In der Zeit im Bild wurde das Iran-Abkommen zuerst nicht kommentiert, dafür berichtete Ben Segenreich im Gespräch über die israelische Kritik an dem Deal und wies darauf hin, dass Israel sich jetzt darum bemühen werde müssen, auf die Verhandlungen über ein Endabkommen mit dem Iran einzuwirken. (ZiB, 24. Nov. 2013)

Im Ö1-Mittagsjournal bezeichnete der deutsche Nahost-Experte Volker Perthes das Abkommen mit dem Iran als „erstaunlich gut“. So sei im Vorfeld nicht zu erwarten gewesen, dass der Iran sich auf eine Bauunterbrechung des Reaktors in Arak einlassen würde.

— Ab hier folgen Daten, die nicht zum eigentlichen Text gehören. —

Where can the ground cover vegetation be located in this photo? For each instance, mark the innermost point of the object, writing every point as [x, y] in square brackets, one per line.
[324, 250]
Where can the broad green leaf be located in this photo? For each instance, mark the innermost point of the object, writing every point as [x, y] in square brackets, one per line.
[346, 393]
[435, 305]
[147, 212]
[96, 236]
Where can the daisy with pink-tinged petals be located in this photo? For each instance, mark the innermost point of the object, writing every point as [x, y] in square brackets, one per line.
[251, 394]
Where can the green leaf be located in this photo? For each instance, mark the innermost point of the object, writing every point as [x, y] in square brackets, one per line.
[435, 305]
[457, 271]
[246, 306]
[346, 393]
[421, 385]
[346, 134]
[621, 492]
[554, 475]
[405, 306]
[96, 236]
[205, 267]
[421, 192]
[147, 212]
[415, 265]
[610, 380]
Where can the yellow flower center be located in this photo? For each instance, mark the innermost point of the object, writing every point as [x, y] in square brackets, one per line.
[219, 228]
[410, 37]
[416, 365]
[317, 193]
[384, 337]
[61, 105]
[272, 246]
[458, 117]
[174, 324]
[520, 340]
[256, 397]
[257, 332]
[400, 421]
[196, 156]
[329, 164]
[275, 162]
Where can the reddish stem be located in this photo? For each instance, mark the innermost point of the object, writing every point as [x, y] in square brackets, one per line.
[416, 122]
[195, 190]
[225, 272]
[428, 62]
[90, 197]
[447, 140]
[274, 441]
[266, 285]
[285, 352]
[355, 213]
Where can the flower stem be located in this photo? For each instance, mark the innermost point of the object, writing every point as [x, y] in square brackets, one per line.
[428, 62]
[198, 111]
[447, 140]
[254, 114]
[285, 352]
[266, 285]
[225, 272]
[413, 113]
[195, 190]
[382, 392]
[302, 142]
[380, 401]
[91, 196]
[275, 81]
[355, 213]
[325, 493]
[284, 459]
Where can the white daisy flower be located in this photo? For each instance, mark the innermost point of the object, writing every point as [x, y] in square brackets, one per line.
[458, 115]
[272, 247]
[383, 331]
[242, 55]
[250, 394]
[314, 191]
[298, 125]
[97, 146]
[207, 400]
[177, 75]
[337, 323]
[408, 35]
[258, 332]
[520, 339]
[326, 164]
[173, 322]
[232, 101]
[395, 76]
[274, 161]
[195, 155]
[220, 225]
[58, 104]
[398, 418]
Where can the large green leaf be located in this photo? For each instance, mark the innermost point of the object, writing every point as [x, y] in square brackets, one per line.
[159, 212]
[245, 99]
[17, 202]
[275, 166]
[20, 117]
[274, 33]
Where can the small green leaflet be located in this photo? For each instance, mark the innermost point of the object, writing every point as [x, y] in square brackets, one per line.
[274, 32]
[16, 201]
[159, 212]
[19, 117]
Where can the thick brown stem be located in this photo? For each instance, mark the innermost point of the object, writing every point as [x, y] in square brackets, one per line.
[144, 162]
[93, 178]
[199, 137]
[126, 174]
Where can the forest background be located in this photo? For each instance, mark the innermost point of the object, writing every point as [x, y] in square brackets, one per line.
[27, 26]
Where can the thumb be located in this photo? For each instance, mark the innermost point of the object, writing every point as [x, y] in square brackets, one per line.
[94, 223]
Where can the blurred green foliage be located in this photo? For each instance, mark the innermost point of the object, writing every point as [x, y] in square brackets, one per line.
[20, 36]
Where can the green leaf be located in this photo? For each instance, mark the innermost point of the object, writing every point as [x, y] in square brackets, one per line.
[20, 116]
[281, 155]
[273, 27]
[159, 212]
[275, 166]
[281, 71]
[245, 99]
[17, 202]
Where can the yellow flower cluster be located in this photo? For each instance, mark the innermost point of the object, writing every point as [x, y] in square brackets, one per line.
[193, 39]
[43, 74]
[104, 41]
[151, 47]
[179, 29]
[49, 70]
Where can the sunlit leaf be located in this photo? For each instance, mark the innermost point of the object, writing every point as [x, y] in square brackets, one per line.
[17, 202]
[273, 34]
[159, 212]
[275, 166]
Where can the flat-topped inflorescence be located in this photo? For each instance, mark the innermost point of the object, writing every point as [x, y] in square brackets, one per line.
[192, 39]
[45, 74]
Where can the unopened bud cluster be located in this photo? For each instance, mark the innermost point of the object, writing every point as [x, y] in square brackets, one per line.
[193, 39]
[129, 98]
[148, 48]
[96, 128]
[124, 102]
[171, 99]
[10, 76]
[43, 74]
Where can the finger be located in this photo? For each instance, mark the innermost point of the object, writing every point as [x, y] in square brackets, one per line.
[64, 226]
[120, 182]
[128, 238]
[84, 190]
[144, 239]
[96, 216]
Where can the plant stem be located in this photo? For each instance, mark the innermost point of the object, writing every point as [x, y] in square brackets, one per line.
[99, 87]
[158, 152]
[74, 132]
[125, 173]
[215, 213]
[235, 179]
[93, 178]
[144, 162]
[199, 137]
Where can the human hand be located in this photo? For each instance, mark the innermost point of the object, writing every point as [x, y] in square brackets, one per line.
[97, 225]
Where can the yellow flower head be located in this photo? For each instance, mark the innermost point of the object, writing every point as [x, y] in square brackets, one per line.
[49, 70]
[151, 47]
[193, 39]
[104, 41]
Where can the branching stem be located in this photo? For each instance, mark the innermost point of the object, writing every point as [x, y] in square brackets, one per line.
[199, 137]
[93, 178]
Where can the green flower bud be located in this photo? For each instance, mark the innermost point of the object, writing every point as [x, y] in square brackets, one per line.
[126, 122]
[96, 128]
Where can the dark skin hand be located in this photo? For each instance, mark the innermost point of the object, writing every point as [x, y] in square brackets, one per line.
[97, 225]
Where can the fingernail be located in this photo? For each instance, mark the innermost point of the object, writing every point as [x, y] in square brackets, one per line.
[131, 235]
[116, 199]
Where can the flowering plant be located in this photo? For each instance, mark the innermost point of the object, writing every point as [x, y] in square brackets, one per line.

Perthes ließ es sich nicht nehmen, die israelische Kritik an dem Deal auf reichlich bevormundende Weise abzutun: „Wenn die Israelis das ernsthaft lesen würden, würden sie zu dem Ergebnis kommen, dass es den Nahen Osten und Israel tatsächlich sicherer macht als vorher.“ Wie er auf den abwegigen Gedanken kommt, in Israel würde das Abkommen nicht „ernsthaft“ gelesen, blieb sein Geheimnis. (Ö1-Mittagsjournal, 25. Nov. 2013)

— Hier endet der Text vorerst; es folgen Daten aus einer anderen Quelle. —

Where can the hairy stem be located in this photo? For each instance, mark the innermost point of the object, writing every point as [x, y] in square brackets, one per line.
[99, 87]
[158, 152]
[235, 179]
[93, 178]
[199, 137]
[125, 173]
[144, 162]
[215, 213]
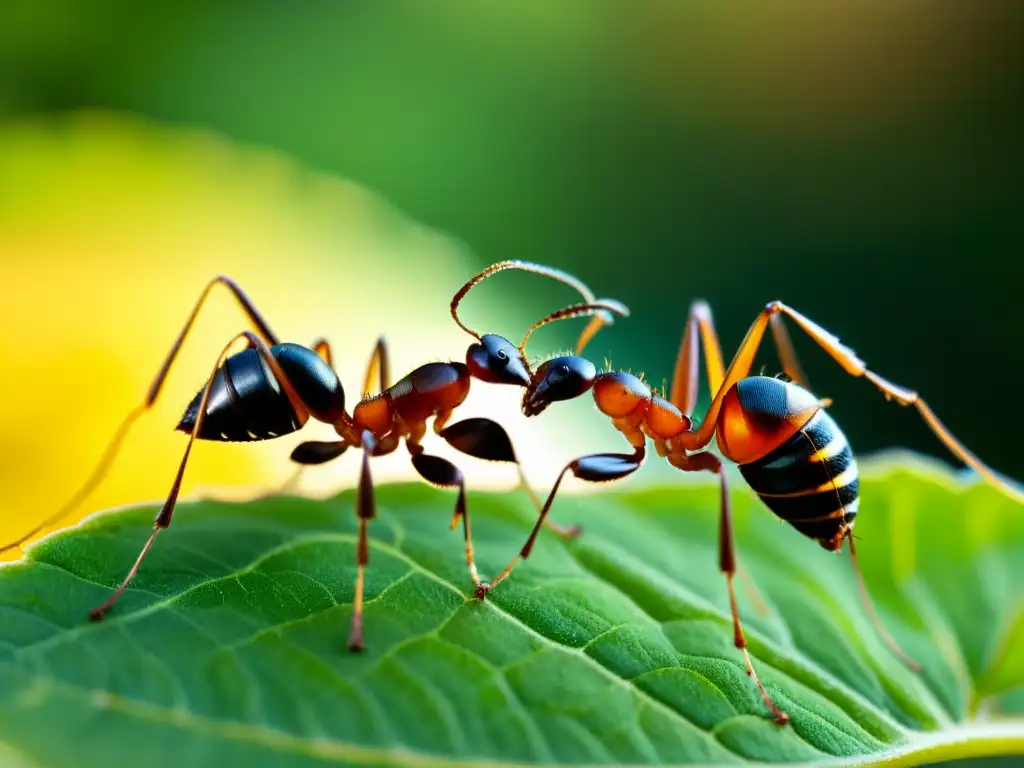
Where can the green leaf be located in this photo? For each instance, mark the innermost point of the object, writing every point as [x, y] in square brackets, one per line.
[229, 648]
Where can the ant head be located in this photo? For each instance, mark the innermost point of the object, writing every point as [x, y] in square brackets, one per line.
[558, 379]
[498, 360]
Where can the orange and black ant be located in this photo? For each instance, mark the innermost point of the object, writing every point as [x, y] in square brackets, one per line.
[787, 448]
[272, 388]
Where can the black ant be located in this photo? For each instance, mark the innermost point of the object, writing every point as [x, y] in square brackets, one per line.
[272, 388]
[787, 448]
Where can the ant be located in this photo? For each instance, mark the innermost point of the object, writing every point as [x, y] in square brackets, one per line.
[787, 448]
[271, 388]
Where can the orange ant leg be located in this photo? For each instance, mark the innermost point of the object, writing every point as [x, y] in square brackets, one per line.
[593, 468]
[379, 368]
[787, 353]
[727, 563]
[366, 510]
[699, 328]
[114, 446]
[486, 439]
[441, 472]
[850, 363]
[167, 511]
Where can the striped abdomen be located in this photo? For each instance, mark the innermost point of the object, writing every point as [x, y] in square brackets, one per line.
[810, 481]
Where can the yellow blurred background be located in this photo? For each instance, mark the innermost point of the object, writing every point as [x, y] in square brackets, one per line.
[115, 228]
[351, 164]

Zusammenfassend lässt sich sagen, dass die mediale Bewertung des Zwischenabkommens mit dem Iran stark an die seltsam gespaltenen Reaktionen auf das Abkommen über die Zerstörung der syrischen Chemiewaffen erinnert: Auf der einen Seite ist vielfach von einem „historischen Durchbruch“ die Rede und wird darüber hinweggegangen, dass der Iran kaum etwas geben musste, um recht viel zu erhalten. Insbesondere wird die Behauptung kaum kritisch hinterfragt, inwiefern dieses Übergangsabkommen den Iran tatsächlich davon abhalten soll, die Arbeit am Bau der Bombe voranzutreiben. Um nur einen Punkt hervorzuheben: Die Einschränkungen, die dem Iran im Hinblick auf die Urananreicherung auferlegt wurden, klingen sehr umfangreich. Wie David Albright vom Institute for Science and International Security hervorhebt, wird damit erstmals die Zeitspanne verlängert, die der Iran bräuchte, um genug hoch angereichertes Uran für den Bau einer Bombe zu produzieren. Das hört sich gut an, aber dieser Eindruck leidet doch stark, sobald man sich ansieht, was das konkret heißt: „If Iran used all of its installed centrifuges, the time it would need to produce a weapon would expand to at least 1.9 to 2.2 months, up from at least 1 month to 1.6 months.“

Auf der anderen Seite scheint der Glaube aber nicht weit verbreitet zu sein, dass wirklich eine Lösung des Atomstreits auf den Weg gebracht worden wäre. Der Widerspruch, der sich daraus ergibt, einen „historischen Durchbruch“ zu proklamieren, an den aber eigentlich kaum jemand wirklich glaubt, bleibt nicht nur unaufgelöst, sondern scheint oftmals nicht einmal aufzufallen.